The Amulet eBook

Hendrik Conscience
This eBook from the Gutenberg Project consists of approximately 226 pages of information about The Amulet.

The Amulet eBook

Hendrik Conscience
This eBook from the Gutenberg Project consists of approximately 226 pages of information about The Amulet.

At this period two great events occurred, by which a new channel was opened to trade:  Christopher Columbus discovered America, and Vasco de Gama, by doubling the Cape of Good Hope, pointed out a new route to India.  This latter discovery, by presenting another grand highway to the world, deprived Venice of the peculiar advantages of her situation, and obliged commerce to seek a new emporium.  Portugal and Spain were the most powerful nations on sea; countless ships left their ports for the two Indies, and brought back spices, pearls, and the precious metals for distribution throughout the Old World.  This commercial activity required an emporium in the centre of Europe, halfway between the North and the South, whither Spaniards, Portuguese, and Italians, as well as French, English, Germans, Swedes, and Russians, could resort with equal facility as to a perpetual mart for all the commodities exchanged between the Old and the New World.[1]

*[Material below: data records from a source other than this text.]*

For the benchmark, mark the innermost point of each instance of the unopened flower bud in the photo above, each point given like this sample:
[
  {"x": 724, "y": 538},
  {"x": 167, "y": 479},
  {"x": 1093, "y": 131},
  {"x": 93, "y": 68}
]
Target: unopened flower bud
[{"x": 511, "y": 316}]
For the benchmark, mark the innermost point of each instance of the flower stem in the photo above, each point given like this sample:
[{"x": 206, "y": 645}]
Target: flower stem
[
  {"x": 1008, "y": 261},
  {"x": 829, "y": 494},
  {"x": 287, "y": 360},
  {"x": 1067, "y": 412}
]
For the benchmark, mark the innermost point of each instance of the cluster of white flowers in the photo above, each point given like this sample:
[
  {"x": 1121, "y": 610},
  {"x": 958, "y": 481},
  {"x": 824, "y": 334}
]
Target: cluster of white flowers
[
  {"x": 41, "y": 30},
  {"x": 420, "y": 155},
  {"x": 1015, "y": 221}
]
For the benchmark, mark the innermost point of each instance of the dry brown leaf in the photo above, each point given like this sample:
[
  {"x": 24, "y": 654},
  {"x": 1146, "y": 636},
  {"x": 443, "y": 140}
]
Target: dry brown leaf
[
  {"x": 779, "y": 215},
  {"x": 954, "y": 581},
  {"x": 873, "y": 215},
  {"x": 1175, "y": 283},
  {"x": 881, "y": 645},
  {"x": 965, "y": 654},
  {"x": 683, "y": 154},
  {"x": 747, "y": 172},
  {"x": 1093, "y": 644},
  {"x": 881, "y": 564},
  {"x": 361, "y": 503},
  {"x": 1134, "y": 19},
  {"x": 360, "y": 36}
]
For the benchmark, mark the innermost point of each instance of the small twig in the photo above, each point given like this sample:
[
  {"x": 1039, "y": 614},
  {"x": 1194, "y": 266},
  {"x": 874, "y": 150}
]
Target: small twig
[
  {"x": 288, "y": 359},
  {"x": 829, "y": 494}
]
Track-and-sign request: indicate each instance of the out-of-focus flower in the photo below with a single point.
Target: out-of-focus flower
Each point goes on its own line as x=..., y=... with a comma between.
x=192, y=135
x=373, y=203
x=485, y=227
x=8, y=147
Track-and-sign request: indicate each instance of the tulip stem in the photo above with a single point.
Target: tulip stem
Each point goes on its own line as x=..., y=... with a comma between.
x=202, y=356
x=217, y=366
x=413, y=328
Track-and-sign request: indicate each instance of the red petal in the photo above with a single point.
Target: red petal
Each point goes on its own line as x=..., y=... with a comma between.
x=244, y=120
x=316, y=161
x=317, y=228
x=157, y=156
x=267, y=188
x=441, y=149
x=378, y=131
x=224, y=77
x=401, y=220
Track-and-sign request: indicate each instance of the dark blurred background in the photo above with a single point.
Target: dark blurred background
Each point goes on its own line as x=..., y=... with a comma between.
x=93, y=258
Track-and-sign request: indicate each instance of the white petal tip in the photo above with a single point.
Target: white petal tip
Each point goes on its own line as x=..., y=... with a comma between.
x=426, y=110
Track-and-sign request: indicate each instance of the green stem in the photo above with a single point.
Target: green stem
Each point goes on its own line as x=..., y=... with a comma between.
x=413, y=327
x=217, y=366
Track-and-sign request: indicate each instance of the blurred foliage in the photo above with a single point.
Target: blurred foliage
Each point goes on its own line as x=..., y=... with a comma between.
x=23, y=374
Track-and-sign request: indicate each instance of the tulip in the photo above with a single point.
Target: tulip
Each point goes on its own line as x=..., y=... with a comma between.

A few years before the commencement of the religious wars which proved so disastrous to the country, Antwerp was in a most flourishing condition.  Thousands of ships of every form and size covered its broad river like a forest of masts, whose many-colored flags indicated the presence of traders from all the commercial nations of the globe.

Portuguese gallions carried thither the gems and spices of the East; Spanish gallions the gold and silver of America; Italian vessels were laden with the delicate fruits and rich stuffs of the Southern countries; German vessels with grains and metals; and all returned to their own countries heavily freighted with other merchandise, and made way for the ships which were continually arriving, and which, according to contemporary chronicles, were often obliged to wait six weeks before they succeeded in approaching the wharf.[2]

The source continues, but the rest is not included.